On the retail side, Mall of the Emirates and Dubai Mall both require third-party vendors selling through their official digital storefronts to submit original product photography as a condition of listing. That requirement, introduced quietly in late 2025, is now being enforced with greater consistency, with duplicate image detection software — capable of identifying reverse-image matches across multiple listings — applied at the upload stage.

What Enforcement Actually Looks Like

The practical mechanics of enforcement involve a combination of automated hash-matching tools and human review queues. An image hash is essentially a digital fingerprint; when the same photograph appears across multiple listings — even if slightly cropped or colour-adjusted — the system can flag it. Several digital marketing agencies based in Business Bay told trade publication ArabNet this month that their clients had received formal notices requesting image replacement within 72 hours or face temporary listing suspension.

For small businesses and individual landlords, the compliance burden is real. A basic professional photography session for a one-bedroom apartment in Jumeirah Village Circle runs between AED 400 and AED 700 as of mid-2026 — a cost that some landlords have historically avoided by lifting imagery from older listings or competing properties. The new enforcement environment is expected to push that spend higher, as demand for licensed real estate photographers rises.

The timing is deliberate. The UAE's broader digital economy strategy, anchored partly in the Expo 2020 legacy district at Dubai South — now a live commercial and logistics zone — sets out measurable targets for consumer trust metrics by 2030. Misleading product and property imagery has been identified internally as a friction point slowing digital transaction confidence, particularly among international buyers accessing platforms from outside the Gulf.

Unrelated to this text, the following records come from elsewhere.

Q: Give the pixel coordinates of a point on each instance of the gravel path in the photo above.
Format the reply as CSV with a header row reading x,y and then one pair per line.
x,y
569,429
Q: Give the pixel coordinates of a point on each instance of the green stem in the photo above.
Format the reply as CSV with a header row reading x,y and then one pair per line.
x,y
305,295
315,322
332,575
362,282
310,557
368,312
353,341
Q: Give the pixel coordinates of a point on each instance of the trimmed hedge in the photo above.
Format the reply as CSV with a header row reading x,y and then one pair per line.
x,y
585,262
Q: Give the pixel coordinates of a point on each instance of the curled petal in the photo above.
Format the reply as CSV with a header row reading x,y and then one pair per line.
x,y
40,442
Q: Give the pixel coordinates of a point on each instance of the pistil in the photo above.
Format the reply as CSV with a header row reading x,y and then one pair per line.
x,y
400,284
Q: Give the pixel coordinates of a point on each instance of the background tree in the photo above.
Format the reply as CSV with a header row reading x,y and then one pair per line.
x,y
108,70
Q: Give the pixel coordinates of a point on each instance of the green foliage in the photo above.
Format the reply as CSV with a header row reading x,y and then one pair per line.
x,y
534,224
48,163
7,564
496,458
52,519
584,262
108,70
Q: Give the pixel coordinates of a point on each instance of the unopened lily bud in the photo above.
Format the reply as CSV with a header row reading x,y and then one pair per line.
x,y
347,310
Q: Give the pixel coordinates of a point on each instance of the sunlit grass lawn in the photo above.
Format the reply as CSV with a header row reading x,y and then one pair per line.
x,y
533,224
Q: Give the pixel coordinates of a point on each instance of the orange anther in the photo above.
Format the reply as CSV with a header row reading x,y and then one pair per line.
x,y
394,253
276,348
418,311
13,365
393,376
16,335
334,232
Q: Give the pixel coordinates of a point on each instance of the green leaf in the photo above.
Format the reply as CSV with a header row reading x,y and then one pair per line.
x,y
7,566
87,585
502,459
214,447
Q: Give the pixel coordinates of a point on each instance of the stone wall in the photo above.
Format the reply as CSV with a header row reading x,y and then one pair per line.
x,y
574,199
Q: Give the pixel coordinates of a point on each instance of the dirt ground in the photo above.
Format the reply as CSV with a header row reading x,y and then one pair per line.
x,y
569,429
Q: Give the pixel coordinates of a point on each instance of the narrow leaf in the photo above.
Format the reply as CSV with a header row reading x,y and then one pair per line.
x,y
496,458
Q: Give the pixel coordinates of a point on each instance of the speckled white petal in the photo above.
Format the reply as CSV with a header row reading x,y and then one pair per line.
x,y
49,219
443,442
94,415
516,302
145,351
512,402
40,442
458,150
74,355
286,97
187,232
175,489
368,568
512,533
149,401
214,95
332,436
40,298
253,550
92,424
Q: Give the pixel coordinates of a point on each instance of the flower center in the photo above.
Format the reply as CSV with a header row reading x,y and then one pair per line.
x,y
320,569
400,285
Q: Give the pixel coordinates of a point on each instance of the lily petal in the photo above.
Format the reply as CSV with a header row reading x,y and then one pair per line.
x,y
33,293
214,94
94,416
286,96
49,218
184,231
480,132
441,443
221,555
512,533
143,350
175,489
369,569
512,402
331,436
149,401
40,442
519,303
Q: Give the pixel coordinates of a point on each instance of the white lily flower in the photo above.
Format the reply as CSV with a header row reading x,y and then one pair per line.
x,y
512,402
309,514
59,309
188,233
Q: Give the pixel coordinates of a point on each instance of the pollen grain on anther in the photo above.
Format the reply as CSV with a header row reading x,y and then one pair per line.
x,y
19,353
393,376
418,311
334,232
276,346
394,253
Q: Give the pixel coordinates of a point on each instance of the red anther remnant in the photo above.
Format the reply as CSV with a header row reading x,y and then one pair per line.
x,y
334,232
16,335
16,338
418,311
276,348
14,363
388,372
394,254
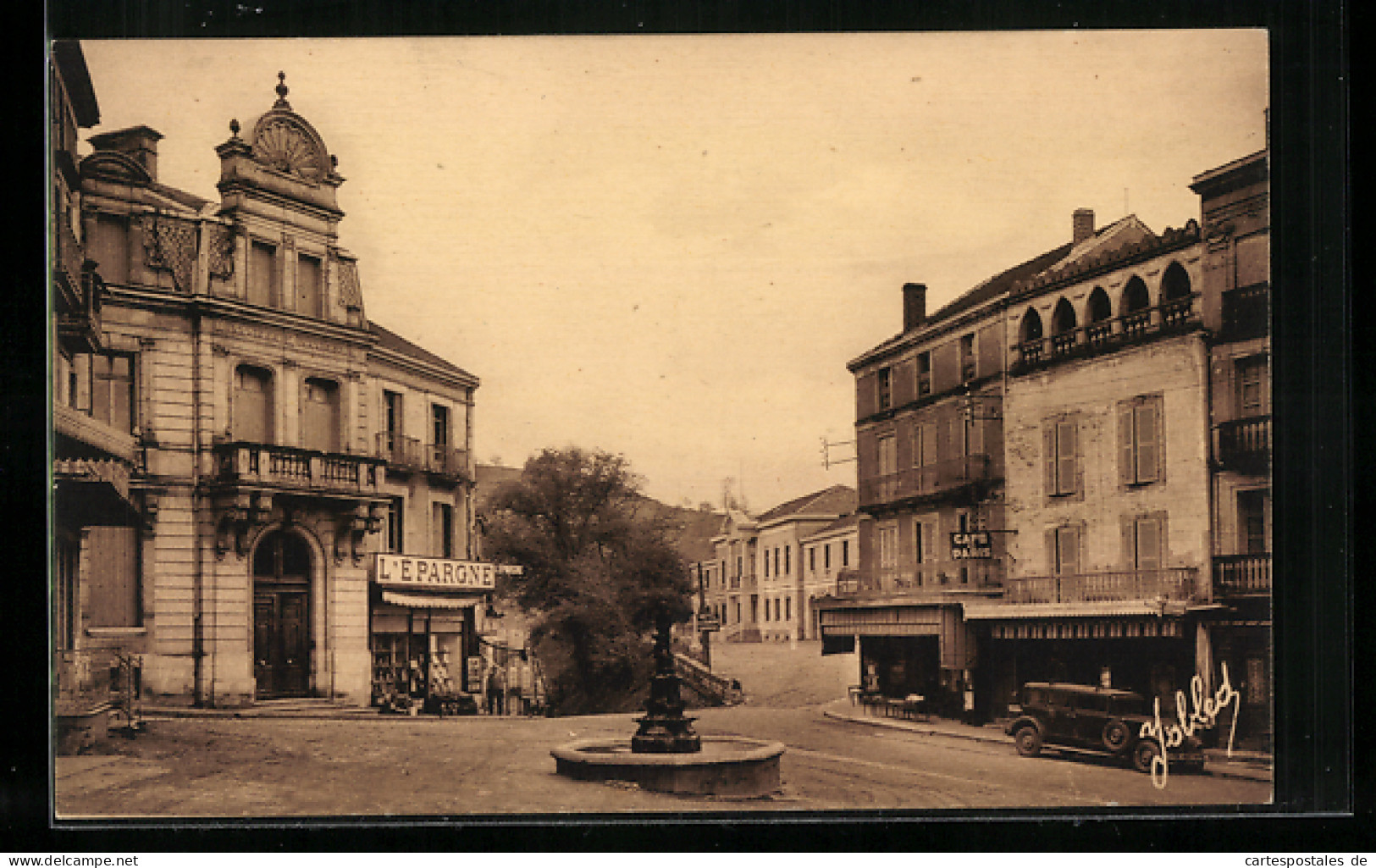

Businesses with active listings on UAE platforms should conduct an internal image audit before the end of July. Any photograph used across more than one active listing — or sourced from a third-party site without a verified licence — is now a compliance liability. The TDRA has not yet announced financial penalties for first offences, but the 72-hour rectification window leaves little margin for slow-moving compliance teams.